‘Turns out he isn’t. And right afterwards I run a DNA analysis of something which turns out to be your blood, check it by mistake against the entire database of paternity tests, and it emerges that you’re Gert’s father. If it hadn’t been for me—’

‘It’s not your fault.’

‘What isn’t my fault?’

‘Nothing. Forget it.’

‘That Bjørn Holm killed himself?’

‘That he...’ Harry stopped.

Alexandra saw him grimace as though he were in pain somewhere. What was it he wasn’t telling her? What was it he couldn’t tell her?

‘Harry?’

‘Yeah?’ His eyes seemed to be fixed on the row of bottles on the shelf behind the barman.

‘It was that sex offender who killed your wife, right? Finne.’

‘Ask him.’

‘Finne is dead. If it wasn’t him, then...’

‘Then?’

‘You were a suspect.’

Harry nodded. ‘We always suspect the partner. And are usually right.’

Alexandra took a gulp of her drink. ‘Was it you, Harry? Did you kill your wife?’

‘A double of that there,’ Harry said, and it took a moment for Alexandra to realise he wasn’t talking to her.

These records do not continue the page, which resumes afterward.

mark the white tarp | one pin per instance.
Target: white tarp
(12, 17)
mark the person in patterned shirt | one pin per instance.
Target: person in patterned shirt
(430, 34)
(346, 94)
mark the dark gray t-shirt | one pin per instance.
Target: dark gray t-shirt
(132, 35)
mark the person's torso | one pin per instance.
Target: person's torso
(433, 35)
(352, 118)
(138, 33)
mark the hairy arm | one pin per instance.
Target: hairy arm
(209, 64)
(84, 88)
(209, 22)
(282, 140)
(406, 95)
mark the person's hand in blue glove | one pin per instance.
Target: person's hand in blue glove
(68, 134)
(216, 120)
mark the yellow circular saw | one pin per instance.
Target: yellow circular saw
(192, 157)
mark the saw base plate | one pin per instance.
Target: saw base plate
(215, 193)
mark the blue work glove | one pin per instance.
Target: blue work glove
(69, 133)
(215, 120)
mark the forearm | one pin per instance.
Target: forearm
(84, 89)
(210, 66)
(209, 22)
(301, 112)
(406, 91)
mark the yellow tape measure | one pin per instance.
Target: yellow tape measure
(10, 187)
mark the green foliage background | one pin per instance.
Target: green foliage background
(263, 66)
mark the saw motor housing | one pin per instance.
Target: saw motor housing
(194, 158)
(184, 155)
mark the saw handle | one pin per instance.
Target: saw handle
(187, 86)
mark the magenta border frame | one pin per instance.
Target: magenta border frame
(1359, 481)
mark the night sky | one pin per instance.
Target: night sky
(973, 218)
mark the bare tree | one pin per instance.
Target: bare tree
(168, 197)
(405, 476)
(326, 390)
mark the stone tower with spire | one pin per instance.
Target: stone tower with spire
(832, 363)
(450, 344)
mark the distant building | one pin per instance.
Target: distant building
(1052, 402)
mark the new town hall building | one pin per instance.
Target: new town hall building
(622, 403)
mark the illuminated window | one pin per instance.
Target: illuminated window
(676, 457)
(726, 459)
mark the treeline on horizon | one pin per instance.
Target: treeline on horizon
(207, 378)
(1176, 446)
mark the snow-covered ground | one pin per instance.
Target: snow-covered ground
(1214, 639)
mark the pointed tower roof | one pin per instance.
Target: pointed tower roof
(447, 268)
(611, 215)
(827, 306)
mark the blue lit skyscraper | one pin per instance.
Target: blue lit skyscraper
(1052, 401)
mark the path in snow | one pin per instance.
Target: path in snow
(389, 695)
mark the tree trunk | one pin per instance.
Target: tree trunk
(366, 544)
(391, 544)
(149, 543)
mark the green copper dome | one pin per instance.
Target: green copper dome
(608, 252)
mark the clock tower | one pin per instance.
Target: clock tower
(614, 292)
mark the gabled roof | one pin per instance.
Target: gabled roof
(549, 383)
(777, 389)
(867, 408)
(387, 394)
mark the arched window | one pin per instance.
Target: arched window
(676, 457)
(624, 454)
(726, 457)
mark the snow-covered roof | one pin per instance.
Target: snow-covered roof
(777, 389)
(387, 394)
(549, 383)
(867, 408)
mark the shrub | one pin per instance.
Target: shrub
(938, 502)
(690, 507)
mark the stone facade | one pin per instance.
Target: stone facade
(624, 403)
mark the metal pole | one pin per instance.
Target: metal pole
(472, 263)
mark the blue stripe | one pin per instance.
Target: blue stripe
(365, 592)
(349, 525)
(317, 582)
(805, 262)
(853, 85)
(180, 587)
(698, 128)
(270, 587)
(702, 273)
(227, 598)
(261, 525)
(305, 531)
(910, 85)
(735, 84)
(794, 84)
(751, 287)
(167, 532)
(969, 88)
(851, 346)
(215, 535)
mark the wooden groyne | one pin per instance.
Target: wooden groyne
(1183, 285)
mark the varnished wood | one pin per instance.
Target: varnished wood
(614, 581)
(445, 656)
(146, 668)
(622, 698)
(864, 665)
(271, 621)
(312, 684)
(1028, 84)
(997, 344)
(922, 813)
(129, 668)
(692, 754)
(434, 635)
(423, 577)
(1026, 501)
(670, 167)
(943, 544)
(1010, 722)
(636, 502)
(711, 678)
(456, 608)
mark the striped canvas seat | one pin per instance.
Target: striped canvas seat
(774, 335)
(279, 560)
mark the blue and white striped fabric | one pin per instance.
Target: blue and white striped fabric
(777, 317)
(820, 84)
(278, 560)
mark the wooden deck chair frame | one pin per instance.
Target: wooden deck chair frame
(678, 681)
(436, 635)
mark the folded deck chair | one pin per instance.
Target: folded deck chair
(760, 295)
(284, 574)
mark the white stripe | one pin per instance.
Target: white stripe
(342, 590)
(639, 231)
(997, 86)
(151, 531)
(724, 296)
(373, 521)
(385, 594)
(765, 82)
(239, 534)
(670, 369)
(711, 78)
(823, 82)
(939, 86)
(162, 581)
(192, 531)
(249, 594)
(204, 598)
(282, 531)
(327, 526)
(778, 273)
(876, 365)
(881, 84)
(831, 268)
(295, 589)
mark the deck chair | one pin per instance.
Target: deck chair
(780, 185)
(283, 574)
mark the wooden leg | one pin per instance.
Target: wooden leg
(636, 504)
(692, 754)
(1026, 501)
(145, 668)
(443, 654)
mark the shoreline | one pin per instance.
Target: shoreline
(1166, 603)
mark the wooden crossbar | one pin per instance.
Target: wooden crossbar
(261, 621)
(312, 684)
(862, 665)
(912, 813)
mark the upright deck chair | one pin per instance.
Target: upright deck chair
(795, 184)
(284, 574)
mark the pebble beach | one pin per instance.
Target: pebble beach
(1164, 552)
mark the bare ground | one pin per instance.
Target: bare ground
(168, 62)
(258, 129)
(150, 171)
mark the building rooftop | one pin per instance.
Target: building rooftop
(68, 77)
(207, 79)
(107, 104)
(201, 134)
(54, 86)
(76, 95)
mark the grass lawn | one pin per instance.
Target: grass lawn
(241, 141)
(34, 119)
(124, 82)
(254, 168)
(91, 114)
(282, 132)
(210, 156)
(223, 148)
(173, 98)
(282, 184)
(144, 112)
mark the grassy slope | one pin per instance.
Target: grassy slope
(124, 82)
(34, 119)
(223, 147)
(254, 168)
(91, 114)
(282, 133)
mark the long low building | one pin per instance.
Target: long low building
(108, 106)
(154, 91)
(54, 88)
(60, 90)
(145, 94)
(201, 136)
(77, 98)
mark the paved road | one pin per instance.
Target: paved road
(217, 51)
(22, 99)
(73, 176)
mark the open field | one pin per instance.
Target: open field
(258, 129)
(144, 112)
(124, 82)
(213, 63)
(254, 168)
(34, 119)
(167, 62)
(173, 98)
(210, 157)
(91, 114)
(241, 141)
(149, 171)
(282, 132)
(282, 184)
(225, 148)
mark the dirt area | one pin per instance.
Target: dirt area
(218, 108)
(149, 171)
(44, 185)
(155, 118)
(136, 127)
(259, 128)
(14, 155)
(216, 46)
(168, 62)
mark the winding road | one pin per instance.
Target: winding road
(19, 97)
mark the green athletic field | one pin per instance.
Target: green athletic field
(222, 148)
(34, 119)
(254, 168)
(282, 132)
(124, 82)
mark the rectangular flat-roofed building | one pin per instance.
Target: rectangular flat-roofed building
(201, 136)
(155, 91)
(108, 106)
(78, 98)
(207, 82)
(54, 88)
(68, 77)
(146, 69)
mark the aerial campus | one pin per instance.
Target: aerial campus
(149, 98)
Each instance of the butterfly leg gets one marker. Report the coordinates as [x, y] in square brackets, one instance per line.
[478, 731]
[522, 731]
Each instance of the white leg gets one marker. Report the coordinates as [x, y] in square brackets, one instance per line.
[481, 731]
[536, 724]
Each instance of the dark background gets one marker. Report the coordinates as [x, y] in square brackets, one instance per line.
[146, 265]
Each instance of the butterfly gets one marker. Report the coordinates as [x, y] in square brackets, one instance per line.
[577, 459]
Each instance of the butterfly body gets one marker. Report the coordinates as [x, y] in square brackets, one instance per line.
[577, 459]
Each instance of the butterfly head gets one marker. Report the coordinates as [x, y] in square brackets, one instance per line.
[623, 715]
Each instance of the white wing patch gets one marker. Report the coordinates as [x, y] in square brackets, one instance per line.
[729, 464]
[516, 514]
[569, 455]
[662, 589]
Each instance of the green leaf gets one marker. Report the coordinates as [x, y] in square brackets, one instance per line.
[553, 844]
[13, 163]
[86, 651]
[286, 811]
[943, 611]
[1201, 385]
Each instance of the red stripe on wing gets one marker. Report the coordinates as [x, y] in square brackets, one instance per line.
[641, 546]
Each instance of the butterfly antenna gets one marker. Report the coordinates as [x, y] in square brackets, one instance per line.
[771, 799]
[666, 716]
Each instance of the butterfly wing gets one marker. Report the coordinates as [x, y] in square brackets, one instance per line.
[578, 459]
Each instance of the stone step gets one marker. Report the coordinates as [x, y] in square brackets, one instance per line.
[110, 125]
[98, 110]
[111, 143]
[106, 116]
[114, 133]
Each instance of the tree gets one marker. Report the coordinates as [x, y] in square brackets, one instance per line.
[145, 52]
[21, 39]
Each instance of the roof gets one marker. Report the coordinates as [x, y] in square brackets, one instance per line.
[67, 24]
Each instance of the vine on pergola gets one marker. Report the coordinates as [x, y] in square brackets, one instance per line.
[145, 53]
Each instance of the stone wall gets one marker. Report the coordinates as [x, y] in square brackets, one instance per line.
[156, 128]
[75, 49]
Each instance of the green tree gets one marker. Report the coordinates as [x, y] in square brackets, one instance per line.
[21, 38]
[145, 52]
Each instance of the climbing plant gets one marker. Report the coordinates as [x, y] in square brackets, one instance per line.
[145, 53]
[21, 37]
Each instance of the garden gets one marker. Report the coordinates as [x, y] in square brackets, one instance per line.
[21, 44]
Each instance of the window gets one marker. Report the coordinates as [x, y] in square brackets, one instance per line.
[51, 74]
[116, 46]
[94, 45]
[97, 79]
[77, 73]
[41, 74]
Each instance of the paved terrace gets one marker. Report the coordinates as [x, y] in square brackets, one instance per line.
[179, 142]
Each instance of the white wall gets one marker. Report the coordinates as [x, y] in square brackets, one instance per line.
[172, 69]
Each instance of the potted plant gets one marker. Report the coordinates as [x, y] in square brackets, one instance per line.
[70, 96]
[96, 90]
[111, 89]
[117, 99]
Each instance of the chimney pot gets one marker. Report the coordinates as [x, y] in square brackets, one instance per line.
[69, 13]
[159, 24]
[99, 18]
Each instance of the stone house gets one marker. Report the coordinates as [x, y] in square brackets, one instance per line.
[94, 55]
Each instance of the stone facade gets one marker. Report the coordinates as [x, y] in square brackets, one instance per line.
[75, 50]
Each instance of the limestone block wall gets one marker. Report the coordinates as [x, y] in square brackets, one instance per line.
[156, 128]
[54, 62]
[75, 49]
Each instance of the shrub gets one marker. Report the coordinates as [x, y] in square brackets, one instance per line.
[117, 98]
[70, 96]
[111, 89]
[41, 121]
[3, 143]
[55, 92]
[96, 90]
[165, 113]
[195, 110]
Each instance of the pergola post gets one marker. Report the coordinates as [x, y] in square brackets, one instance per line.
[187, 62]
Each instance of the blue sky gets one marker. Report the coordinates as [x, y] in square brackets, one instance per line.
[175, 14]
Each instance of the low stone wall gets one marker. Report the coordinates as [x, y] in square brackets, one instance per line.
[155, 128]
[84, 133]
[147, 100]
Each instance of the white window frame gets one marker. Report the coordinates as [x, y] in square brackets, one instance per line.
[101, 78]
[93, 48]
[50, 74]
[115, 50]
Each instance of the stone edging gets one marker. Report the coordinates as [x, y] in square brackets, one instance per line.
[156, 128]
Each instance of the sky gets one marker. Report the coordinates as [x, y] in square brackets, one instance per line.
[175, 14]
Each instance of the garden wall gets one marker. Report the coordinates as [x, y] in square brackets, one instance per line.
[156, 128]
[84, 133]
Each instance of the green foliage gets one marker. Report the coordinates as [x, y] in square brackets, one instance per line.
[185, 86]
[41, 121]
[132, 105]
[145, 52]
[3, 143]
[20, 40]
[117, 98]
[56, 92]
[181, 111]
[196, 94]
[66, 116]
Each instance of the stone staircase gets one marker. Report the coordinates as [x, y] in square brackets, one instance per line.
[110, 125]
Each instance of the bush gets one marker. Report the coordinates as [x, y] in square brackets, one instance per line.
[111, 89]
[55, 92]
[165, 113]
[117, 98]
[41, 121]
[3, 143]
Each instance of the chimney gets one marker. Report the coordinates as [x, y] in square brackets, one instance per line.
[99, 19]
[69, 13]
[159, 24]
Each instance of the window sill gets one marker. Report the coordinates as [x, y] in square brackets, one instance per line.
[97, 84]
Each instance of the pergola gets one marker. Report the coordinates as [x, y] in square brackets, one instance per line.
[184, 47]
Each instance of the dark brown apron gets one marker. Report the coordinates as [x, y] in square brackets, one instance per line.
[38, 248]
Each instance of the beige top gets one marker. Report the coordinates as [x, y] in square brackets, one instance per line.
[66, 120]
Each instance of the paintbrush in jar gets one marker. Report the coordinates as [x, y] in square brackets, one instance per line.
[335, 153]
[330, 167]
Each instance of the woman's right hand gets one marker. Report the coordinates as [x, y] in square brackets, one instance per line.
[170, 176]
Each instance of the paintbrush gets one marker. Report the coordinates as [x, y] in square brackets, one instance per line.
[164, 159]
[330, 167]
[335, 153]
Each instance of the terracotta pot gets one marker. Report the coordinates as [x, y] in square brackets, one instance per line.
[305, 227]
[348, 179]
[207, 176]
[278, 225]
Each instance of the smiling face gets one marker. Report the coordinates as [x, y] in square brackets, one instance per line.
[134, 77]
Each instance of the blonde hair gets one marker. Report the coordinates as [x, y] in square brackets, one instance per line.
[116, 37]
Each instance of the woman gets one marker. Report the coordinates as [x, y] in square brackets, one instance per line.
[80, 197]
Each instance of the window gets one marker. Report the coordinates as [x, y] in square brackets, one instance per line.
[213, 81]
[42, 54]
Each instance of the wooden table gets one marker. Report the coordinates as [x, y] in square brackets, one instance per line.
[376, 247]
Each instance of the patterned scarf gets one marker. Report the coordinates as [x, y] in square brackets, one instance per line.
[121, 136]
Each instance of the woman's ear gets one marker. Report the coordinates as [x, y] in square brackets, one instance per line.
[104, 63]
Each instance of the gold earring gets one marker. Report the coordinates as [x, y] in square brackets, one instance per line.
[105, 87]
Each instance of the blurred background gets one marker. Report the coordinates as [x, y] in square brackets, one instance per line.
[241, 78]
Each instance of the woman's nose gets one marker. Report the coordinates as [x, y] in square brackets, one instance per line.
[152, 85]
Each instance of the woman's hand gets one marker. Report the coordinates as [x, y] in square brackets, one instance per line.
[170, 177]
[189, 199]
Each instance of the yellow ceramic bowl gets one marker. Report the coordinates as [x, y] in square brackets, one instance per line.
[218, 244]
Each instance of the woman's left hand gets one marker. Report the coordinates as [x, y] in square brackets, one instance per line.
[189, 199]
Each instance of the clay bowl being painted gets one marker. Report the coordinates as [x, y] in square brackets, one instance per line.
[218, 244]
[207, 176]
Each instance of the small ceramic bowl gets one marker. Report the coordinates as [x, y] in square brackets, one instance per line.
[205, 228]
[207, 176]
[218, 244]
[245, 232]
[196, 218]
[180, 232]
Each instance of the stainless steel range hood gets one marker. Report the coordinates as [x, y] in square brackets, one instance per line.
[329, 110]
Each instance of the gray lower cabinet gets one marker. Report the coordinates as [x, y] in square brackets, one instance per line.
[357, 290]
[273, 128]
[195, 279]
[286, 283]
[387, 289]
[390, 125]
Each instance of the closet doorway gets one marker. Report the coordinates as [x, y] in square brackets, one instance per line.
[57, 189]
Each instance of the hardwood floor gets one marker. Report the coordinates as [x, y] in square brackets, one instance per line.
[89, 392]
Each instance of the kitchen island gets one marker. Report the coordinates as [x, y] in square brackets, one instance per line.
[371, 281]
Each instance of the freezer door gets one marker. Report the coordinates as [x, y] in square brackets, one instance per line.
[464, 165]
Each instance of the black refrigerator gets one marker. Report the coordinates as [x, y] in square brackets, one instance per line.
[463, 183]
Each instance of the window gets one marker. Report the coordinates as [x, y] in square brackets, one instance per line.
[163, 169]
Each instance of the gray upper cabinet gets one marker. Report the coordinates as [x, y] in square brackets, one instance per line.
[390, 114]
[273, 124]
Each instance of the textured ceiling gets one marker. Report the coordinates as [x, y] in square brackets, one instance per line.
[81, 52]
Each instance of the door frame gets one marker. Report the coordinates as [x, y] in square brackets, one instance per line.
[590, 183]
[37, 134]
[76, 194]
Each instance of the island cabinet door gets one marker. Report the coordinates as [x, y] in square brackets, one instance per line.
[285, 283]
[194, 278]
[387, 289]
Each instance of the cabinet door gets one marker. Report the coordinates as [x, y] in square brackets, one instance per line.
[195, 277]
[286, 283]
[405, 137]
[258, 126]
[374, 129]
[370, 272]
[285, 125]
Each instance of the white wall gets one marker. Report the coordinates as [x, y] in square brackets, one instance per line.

‘This?’ the barman asked, pointing to a square bottle hanging inverted in a bracket.

‘Yes, please.’

Harry remained silent until the glass with the golden-brown liquid was in front of him.

‘Yes,’ he said, lifting the glass. Held it for a moment as though dreading it. ‘I killed her.’ Then he emptied the contents in a single go and had ordered a refill before the glass was back on the counter.

Helene got her breath back but remained sitting on top of him.

She had manoeuvred him over to the passenger side, reclined the seat while he turned on the dome light and put on a condom. Then had rode him like one of her horses, although without the same feeling of control. He had come without making a sound, but she had felt how his muscles had jerked and relaxed.

She had also come. Not because he had been an adept lover, but because she had been so horny before taking off her trousers and knickers that anything would have sufficed.

She could feel him going soft inside her now.

‘So why have you been stalking me?’ she asked, looking down at him lying flat on the recumbent seat, as naked as she was.

‘Why do you think?’ he asked, putting his hands behind his head.

‘You’ve fallen in love with me.’

He smiled and shook his head. ‘I’m not in love with you, Helene.’

‘No?’

‘I am in love, but with someone else.’

Helene could feel herself getting annoyed. ‘Are you playing games?’

‘No, I’m just telling you how it is.’

‘Then what are you doing here, with me?’

‘I’m giving you what you want. Or rather, what your body and mind want. Which is me.’

‘You?’ She snorted. ‘What makes you so sure that it couldn’t have been any man?’

‘Because I’m the one who’s planted that desire in you. And now it’s crawling and creeping inside your body and mind.’

‘The desire for you specifically?’

‘Yes, for me. Or, to be more precise, what’s creeping inside you desires to enter my intestinal tract.’

‘So sweet. You mean I want to take you with a strap-on? My husband once wanted me to do that when we started going out.’

The man who called himself Prim shook his head. ‘I mean the small intestines and the large intestines. Bacterial flora. So they can multiply. As for your husband, it’s news to me he wants to be penetrated from behind. When I was a little boy, he was the one who did the penetrating.’

Helene stared down at him. In bewilderment, but she knew she hadn’t misheard.

‘What do you mean?’

‘Didn’t you know your husband fucks boys?’

‘Boys?’

‘Little boys.’

She swallowed. It had of course crossed her mind that he liked men but she had never confronted him about it. Markus being bisexual or — more likely — a closet gay wasn’t perverse. What was sick was that Markus Røed — one of the richest, most powerful men in the city, a man the press had accused of greed, tax evasion, bad taste and worse — didn’t dare admit to the world the one human characteristic which could have helped him breathe more freely. Instead he had become a textbook case of a homosexual homophobe, a self-loathing narcissist and walking paradox. But little boys? Children. No. At the same time, now that the idea was presented to her and she reflected, it was all too logical. She shuddered. Another thought made its way into her mind: that this might come in useful as regards the divorce settlement.

‘How do you know this?’ she asked, without moving while she looked around for her knickers.

‘He was my stepfather. He abused me from the time I was six years old. I say six because the earliest time I can recall him doing it was the same day he gave me a bicycle. Three times a week. Three times a week he screwed that little arse of mine. Year in. Year out.’

Helene was breathing through her mouth. The air inside the car was thick with the smell of sex and that unusual musk scent. She swallowed. ‘Your mother, did she know about...?’

‘It was the usual. She suspected, I suppose, but did nothing to confirm it. She was an unemployed alcoholic who was afraid of losing him. Yet that’s what happened.’